We’ve invested the month of September in the deep waters of Romans 9. Admittedly, this has been uncomfortable at best and downright offensive at worst. “Why am I choking on God’s right to be God?” is the constant nagging question that I’ve found gnawing at the corners of my conscious thoughts these days.
I’ve never claimed to be the sharpest crayon in the box and I’ve been accused of possessing an “overly simplistic” hermeneutic. I think that means that I just try to take God’s Word at face value and let it say what it says so… I’m sure that there is a compliment in there somewhere. “If the plain sense makes the most sense then seek no other sense”, I got that one from my pilot friend.

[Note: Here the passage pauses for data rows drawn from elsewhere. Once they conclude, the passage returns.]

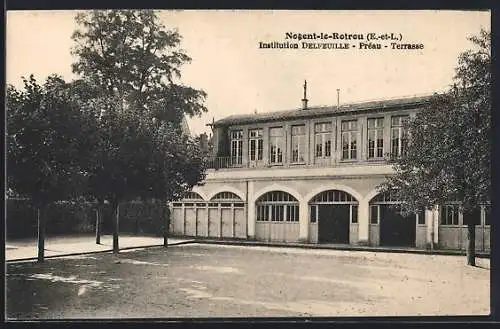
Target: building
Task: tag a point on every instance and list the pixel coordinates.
(311, 175)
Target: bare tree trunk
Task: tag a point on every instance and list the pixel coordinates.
(41, 233)
(166, 225)
(471, 244)
(98, 224)
(116, 227)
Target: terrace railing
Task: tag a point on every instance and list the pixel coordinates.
(238, 162)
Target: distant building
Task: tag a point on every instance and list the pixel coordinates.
(310, 175)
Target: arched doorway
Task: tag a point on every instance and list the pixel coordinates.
(226, 217)
(277, 217)
(333, 211)
(184, 214)
(395, 229)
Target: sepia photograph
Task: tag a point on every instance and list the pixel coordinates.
(180, 164)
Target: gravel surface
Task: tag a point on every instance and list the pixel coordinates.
(236, 281)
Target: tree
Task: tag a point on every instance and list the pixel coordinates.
(47, 142)
(448, 155)
(130, 67)
(129, 53)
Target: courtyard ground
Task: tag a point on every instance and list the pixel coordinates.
(198, 280)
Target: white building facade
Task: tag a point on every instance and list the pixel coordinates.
(310, 175)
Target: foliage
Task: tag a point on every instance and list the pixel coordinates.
(47, 141)
(129, 63)
(448, 156)
(129, 53)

I’m a “fruit to root” kind of guy. Let me explain: If you start with the “fruit” and work backwards, you can generally find the root thinking or belief that produced it. The fruit of my time in Romans 9 has been a bit of frustration, choking, and resistance to what seems to be the “plain sense” of Paul’s passionate explanation of the Jewish rejection of their Messiah.
What is at the root of all of that? Could it be that I want to have a say, a part, a role to play? Why is that so important? Then it hit me: Those nagging questions are a test to see If I really am grasping what Paul is communicating. If I am on the right track then the abject control of God should spawn some quality questions. I recently quipped that “Romans 9 was the most fertile chapter in all of the Bible because it gives birth to countless questions!”
Let me encourage you to read Romans 9 three times. Then take the test. What questions did you find yourself asking? If you did not ask the same basic questions that Paul did throughout this passage, then that means that you did not understand what he was saying. But, if you did ask the same basic questions that he did, then that means you did understand what he was saying.
Let me ask you, did you understand what Paul was saying? If so, do you believe it? If not, why not? Are you brave enough to trace your fruit back to it’s root?